Your explicit assignment of EXITCODE would terminate Procmail with an error message if it weren't for the fact that it contains a syntax error. In shell script, and thus also in Procmail, you are not allowed whitespace around an equals sign in an assignment. It's unclear what you hope to achieve with the EXITCODE anyway; my suggestion is simply to leave it out.

Given that your final goal is to import the message to MySQL, I would propose a simpler test: Open a second file for appending, and write the output there. This should show you whether the PHP code is working as you expect. (Maybe add a time stamp so you see when the results were written, so you don't end up examining old results. Perhaps you'll actually want to overwrite instead of append as long as you're testing; but the date stamp still makes sense.) If PHP is your tool of choice, feel free to stick with that, although I suspect this would be much simpler as a tiny shell script, which you could probably inline to your .procmailrc. Depending on your database schema, something like

:0b
| base64 -d | \
  sed -n '/Description/s/.*/insert into table (field1,field2,field3) values (&);/p' \
  | mysql -uyou -pxyzzy -s db

In the meantime, here's how I would solve your immediate problem.

The entire PHP program can be replaced with a single piece of sed script: sed '1s/^/raw is /' though to avoid a useless use of grep I would also factor in the search for Description.

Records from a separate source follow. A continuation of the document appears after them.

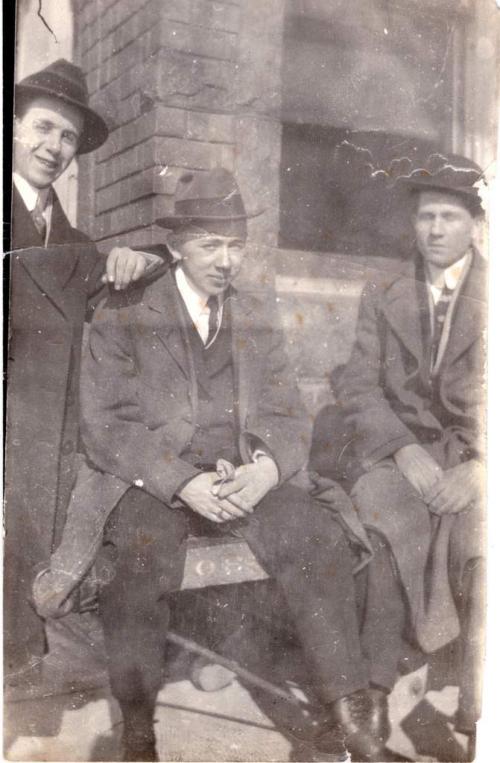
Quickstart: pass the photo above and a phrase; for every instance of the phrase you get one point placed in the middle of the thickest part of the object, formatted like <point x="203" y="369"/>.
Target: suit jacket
<point x="388" y="397"/>
<point x="49" y="293"/>
<point x="139" y="391"/>
<point x="139" y="398"/>
<point x="390" y="400"/>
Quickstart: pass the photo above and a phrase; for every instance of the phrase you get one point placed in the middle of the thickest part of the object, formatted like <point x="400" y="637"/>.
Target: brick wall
<point x="183" y="84"/>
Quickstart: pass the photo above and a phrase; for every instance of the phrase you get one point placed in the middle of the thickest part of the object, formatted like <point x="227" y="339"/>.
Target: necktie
<point x="39" y="219"/>
<point x="213" y="318"/>
<point x="440" y="311"/>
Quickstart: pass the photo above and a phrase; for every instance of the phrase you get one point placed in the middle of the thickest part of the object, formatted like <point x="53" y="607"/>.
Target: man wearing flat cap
<point x="186" y="379"/>
<point x="413" y="392"/>
<point x="54" y="273"/>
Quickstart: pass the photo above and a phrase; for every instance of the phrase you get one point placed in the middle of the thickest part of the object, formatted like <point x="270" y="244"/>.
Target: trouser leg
<point x="300" y="544"/>
<point x="144" y="552"/>
<point x="382" y="613"/>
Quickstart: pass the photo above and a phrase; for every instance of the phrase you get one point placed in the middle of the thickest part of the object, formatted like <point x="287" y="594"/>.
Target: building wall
<point x="185" y="85"/>
<point x="192" y="84"/>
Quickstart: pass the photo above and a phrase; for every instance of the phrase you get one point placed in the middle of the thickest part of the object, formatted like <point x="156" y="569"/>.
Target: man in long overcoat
<point x="413" y="395"/>
<point x="55" y="271"/>
<point x="180" y="376"/>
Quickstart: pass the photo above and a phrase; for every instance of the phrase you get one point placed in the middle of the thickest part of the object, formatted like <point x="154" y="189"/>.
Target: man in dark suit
<point x="182" y="377"/>
<point x="55" y="271"/>
<point x="413" y="393"/>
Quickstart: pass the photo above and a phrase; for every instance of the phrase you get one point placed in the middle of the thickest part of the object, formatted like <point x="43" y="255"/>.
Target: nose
<point x="223" y="259"/>
<point x="53" y="142"/>
<point x="437" y="227"/>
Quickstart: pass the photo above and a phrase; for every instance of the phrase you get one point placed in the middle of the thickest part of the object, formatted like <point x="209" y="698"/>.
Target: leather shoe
<point x="363" y="720"/>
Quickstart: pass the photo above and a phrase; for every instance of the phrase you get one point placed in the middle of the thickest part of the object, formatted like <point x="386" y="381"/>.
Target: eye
<point x="43" y="127"/>
<point x="70" y="138"/>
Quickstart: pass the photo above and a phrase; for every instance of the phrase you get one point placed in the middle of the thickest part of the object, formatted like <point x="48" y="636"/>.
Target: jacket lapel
<point x="164" y="299"/>
<point x="406" y="308"/>
<point x="469" y="320"/>
<point x="61" y="232"/>
<point x="24" y="233"/>
<point x="50" y="268"/>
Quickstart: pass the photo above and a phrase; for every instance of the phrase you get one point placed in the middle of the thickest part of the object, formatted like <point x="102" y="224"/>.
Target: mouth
<point x="48" y="164"/>
<point x="219" y="280"/>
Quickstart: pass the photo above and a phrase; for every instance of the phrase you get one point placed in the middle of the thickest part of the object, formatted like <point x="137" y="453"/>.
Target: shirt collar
<point x="29" y="194"/>
<point x="195" y="302"/>
<point x="449" y="277"/>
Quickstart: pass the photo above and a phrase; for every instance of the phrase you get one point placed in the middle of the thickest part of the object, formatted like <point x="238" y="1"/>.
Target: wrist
<point x="268" y="465"/>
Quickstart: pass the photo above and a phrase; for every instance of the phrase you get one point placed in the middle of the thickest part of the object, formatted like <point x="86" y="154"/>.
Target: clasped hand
<point x="221" y="501"/>
<point x="444" y="492"/>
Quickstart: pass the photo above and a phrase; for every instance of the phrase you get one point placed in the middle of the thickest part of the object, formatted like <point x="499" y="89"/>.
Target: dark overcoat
<point x="390" y="400"/>
<point x="386" y="391"/>
<point x="139" y="389"/>
<point x="50" y="288"/>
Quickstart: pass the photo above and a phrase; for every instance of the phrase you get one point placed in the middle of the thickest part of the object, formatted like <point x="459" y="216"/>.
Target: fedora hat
<point x="66" y="82"/>
<point x="450" y="173"/>
<point x="207" y="199"/>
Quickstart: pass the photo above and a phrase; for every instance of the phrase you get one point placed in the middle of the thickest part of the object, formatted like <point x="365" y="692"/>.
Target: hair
<point x="471" y="203"/>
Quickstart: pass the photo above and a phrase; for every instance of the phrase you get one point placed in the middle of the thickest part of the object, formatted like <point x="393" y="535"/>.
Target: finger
<point x="111" y="265"/>
<point x="226" y="516"/>
<point x="234" y="511"/>
<point x="434" y="493"/>
<point x="139" y="267"/>
<point x="129" y="266"/>
<point x="228" y="488"/>
<point x="120" y="270"/>
<point x="238" y="500"/>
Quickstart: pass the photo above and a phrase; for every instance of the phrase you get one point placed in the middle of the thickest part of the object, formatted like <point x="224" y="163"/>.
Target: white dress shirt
<point x="196" y="305"/>
<point x="438" y="278"/>
<point x="30" y="197"/>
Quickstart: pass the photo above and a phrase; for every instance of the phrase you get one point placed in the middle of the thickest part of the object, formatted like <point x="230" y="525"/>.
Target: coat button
<point x="68" y="447"/>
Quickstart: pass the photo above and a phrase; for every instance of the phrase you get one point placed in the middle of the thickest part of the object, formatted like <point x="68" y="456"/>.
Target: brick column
<point x="184" y="85"/>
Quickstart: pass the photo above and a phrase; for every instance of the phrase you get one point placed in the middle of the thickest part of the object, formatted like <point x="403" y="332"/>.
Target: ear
<point x="176" y="255"/>
<point x="479" y="231"/>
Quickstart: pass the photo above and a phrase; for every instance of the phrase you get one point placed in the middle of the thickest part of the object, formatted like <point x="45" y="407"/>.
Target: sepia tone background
<point x="304" y="100"/>
<point x="316" y="105"/>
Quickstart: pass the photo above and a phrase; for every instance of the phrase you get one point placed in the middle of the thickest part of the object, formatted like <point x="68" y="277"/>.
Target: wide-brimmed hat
<point x="450" y="173"/>
<point x="66" y="82"/>
<point x="205" y="199"/>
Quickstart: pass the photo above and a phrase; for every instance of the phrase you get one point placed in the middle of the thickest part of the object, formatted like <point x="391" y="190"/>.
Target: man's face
<point x="211" y="261"/>
<point x="445" y="228"/>
<point x="46" y="139"/>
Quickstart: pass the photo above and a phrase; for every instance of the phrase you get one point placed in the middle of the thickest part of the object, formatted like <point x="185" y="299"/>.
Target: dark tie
<point x="213" y="318"/>
<point x="440" y="311"/>
<point x="39" y="219"/>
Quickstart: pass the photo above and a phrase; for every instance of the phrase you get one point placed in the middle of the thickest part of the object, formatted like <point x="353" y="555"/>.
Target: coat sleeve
<point x="378" y="430"/>
<point x="115" y="437"/>
<point x="278" y="423"/>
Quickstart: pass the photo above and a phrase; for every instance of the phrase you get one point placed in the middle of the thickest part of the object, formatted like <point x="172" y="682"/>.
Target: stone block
<point x="195" y="40"/>
<point x="216" y="128"/>
<point x="183" y="153"/>
<point x="212" y="14"/>
<point x="190" y="82"/>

:0bfw   # Can be simplified if your sed supports a case-insensitive flag
| base64 -d | \
  sed -n '/[Dd][Ee][Ss][Cc][Rr][Ii][Pp][Tt][Ii][Oo][Nn]/s/^/raw is /p'
:0
! [email protected]

The forwarding action will retain the original headers. If that's not what you want, maybe extract the ones you do want to keep, e.g. with formail; or create entirely new headers with printf. You could replace the simple second recipe with the action ! [email protected] with something a bit more complex, like perhaps the following:

:0fhw
| ( formail -XSubject:; \
    printf "From: %s\nTo: %s\n" "[email protected]" "[email protected]" )
:0
! -t

(sendmail -t means take whatever the headers of the message say, and send the message there.)

For debugging, your recipe file should not contain an explicit VERBOSE=off. This is the default, which makes no sense to override; but hard-coding it makes it impossible to debug your recipes with VERBOSE=yes on the Procmail command line.